Service members of the U.S. military may find that their divorces do not follow the same guidelines as civilian divorces. During a military divorce, one of the most important questions couples have is how the law treats retirement benefits when dividing marital assets. 

There are both state and federal laws that govern the division of service members’ pensions. 

When does the law entitle military spouses to a share of retirement pay? 

Under the federal Uniformed Services Former Spouses’ Protection Act, a spouse may be eligible to receive a portion of retirement benefits if he or she was in a marriage to a military member for at least 10 years, and during those 10 years, the member completed service creditable toward retirement. 

However, the USFSPA also grants state courts the right to distribute military pay as part of divisible marital property under state law.

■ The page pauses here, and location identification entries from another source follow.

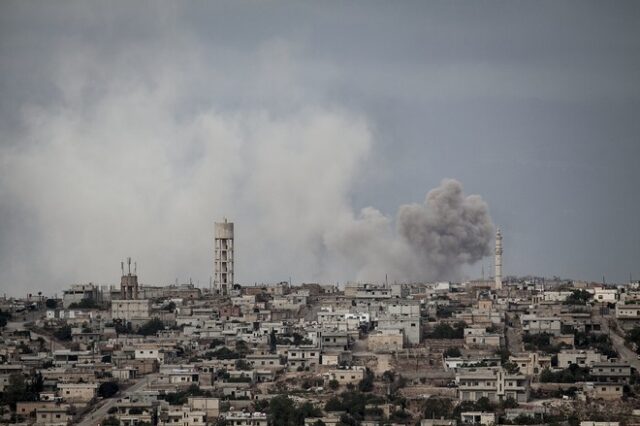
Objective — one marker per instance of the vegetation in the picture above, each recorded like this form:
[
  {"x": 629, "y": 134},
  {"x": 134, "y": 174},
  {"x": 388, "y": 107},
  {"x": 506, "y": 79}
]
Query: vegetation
[
  {"x": 63, "y": 333},
  {"x": 85, "y": 304},
  {"x": 20, "y": 389},
  {"x": 4, "y": 318},
  {"x": 633, "y": 337},
  {"x": 282, "y": 410},
  {"x": 222, "y": 353},
  {"x": 540, "y": 342},
  {"x": 366, "y": 384},
  {"x": 111, "y": 421},
  {"x": 435, "y": 408},
  {"x": 181, "y": 397},
  {"x": 571, "y": 374},
  {"x": 243, "y": 365},
  {"x": 600, "y": 342},
  {"x": 452, "y": 353},
  {"x": 353, "y": 403},
  {"x": 578, "y": 297}
]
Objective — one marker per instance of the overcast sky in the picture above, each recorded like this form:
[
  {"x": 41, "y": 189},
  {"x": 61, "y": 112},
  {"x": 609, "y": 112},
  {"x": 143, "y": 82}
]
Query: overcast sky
[{"x": 128, "y": 128}]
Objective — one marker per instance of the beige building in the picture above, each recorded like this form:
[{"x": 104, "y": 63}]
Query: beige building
[
  {"x": 210, "y": 406},
  {"x": 531, "y": 363},
  {"x": 385, "y": 341},
  {"x": 492, "y": 383},
  {"x": 77, "y": 392},
  {"x": 345, "y": 376},
  {"x": 606, "y": 391},
  {"x": 237, "y": 418},
  {"x": 131, "y": 310},
  {"x": 53, "y": 416}
]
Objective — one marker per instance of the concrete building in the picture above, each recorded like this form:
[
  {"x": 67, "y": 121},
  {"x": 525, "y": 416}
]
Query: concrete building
[
  {"x": 238, "y": 418},
  {"x": 345, "y": 376},
  {"x": 79, "y": 293},
  {"x": 582, "y": 358},
  {"x": 223, "y": 257},
  {"x": 492, "y": 383},
  {"x": 77, "y": 392},
  {"x": 130, "y": 310},
  {"x": 534, "y": 324},
  {"x": 531, "y": 363},
  {"x": 609, "y": 372},
  {"x": 128, "y": 282},
  {"x": 385, "y": 340}
]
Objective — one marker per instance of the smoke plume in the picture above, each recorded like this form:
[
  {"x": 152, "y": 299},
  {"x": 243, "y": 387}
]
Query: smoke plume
[{"x": 433, "y": 240}]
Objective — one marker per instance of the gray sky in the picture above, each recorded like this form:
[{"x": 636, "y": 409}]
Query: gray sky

Even if the marriage does not meet the 10/10 rule, the Illinois courts may award a share of the member’s pension as part of a divorce decree. 

When does the Illinois court system have jurisdiction over pension division? 

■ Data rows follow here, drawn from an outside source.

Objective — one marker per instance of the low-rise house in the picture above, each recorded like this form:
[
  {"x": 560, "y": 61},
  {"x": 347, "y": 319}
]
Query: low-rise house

The USFSPA grants states the right to divide military retirement pay only if the state court has jurisdiction over the service member. In order for an individual to be under state jurisdiction, he or she must either reside in the state (for reasons other than military assignment), have his or her home in the state or otherwise consent to jurisdiction in the state. 

How does the law distribute retirement benefits? 

Under the USFSPA, the court’s distribution of retirement benefits to a former spouse must be in the form of either a percentage of the service member’s disposable pay or a fixed monthly payment. However, the law limits a former spouse to receiving 50% of disposable retirement pay or 65% if child support or alimony is part of a court award.